When the child—who’s put up with as much as he can handle—finally comes to tell the parent the honest truth, he hears, in effect, “Stop bringing me your problems!” According to one researcher’s work, parents are ten times more likely to chastise a child for tattling than they are to chide a child who lied.
Kids pick up on the power of “Don’t Tell” and learn they can silence one another with it. By the middle years of elementary school, being labeled a tattler is about the worst thing a kid can be called on the playground. So a child considering reporting a problem to an adult not only faces peer condemnation as a traitor and the schoolyard equivalent of the death penalty—ostracism—but he also recalls every time he’s heard teachers and parents say, “Work it out on your own.”
Each year, the problems kids deal with become exponentially bigger. They watch other kids vandalize walls, shoplift, cut class, and climb fences into places they shouldn’t be.
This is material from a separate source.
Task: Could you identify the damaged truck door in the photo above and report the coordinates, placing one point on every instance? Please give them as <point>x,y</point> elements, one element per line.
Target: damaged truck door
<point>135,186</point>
To tattle about any of it is to act like a little kid, mortifying to any self-respecting tweener. Keeping their mouth shut is easy; they’ve been encouraged to do so since they were little.
The era of holding information back from parents has begun.
For two decades, parents have rated “honesty” as the trait they most want in their children. Other traits, such as confidence or good judgment, don’t even come close. On paper, the kids are getting this message. In surveys, 98% said that trust and honesty were essential in a personal relationship. Depending on their age, 96% to 98% will say lying is morally wrong.